前回に引き続き、脳科学者の茂木健一郎さんに読書と脳科学の関係について伺いました。今回は、読書嫌いな子どものために保護者ができることを教えていただきます。

課題に夢中で取り組む素地は、読書がつくる

「うちの子は文章力がなくて……」という話をよく聞きます。それは多くの場合、本をたくさん読んでいないことが原因だと思いますね。
文章を書くのが苦手な子どもを見ると、「何も書くことがない」「何も思いつかない」と滞っている。僕は毎週締め切りを抱えていて、4,000字の原稿なら1時間くらいで書くんですよ。そんなとき、脳のパフォーマンスが最高に上がっている「フロー」という状態になります。フローというのは、作業が流れるように進み、「時間の経過を忘れている」「我を忘れている」「やっていること自体がうれしい」のが特徴。この状態を経験することが、読書するときにも、文章を書くときにも、しゃべるときにも大事なんです。フローという現象が実際に起こるということを知っていただきたいですね。
ただ、課題と自分のスキル(能力)が一致しないと、フローにはなりません。たとえば「環境問題について書いてください」という課題があるとします。その場合、環境問題について知識がある、環境問題について考えたことがあるなど、ある程度スキルがないとだめですね。だから、読書は大事なんです。マルコム・グラッドウェルという人が「1万時間の法則」ということを言っていて、どんな分野でも1万時間練習するとプロになれるそうです。読書でいうと、一日3時間読んで10年かかる。かなり大変ですが、1万時間を目安に本を読んでいただきたい。古典からからエンターテインメントまで、マンガから活字まで、ありとあらゆる本を読むのがよいと思います。それが結局、知性の幅、スペクトラム(連続体)になっていくのです。



好きな分野の本を読書のきっかけに

読書嫌いの子どもに読書の喜びに目覚めてもらうには、読書が楽しいことだとわからせないといけません。それには、子どもが何かに興味を持ったときがチャンス。恐竜が好きになったら恐竜の本、ロボットが好きになったらロボットの本というように、そのとき興味のあるジャンルの本を与えてあげてください。文字の少ない図鑑でもいいんです。最初は視覚から入るほうが、子どもの脳にとってはわかりやすいので。そのうちに文章のほうが面白いことに気付いて、そこで楽しさを味わって火がつけば、あとは勝手に燃えてくれます(笑)。小学生向けにおすすめの本を3冊選ぶとすれば、『だれも知らない小さな国』『大きい1年生と小さな2年生』『赤毛のアン』がいいですね。きっと読書の楽しさを味わえると思いますよ。
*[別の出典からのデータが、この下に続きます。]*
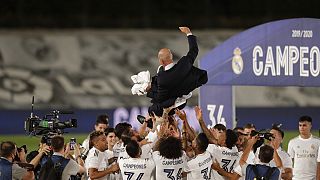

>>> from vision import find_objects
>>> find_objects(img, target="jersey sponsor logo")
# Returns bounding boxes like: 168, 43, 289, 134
162, 159, 183, 166
123, 163, 147, 169
93, 150, 99, 157
222, 151, 239, 156
198, 157, 212, 167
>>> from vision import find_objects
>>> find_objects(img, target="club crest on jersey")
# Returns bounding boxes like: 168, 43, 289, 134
232, 47, 243, 75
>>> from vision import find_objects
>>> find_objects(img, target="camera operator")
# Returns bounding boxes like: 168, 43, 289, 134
0, 141, 34, 180
86, 131, 119, 180
239, 135, 283, 180
40, 135, 85, 180
252, 126, 292, 180
82, 114, 109, 151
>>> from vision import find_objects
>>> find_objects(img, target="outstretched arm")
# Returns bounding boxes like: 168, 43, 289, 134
179, 27, 199, 64
194, 106, 217, 144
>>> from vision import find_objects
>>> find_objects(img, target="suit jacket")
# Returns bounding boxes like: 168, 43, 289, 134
154, 35, 208, 102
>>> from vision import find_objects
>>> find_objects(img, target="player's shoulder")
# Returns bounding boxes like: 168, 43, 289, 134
312, 135, 320, 142
289, 136, 300, 143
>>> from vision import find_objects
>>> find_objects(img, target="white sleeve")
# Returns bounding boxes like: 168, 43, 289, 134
281, 153, 292, 168
288, 140, 294, 159
183, 161, 192, 172
86, 153, 101, 169
317, 146, 320, 162
82, 138, 89, 150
それから、見落としがちなんですが、保護者が本を読まないとだめです。自分が読んでいないのに子どもに読めと言っても無理ですよね。保護者がふだんから読んでいる姿を見せる、あるいは家に保護者の本棚があることが大事。僕も小学校高学年くらいのときに、父親の本棚から選んで経済書などを読んでいました。家の本棚に本が少ししかなかったら、豊かな読書体験のきっかけがそれだけ減ってしまいます。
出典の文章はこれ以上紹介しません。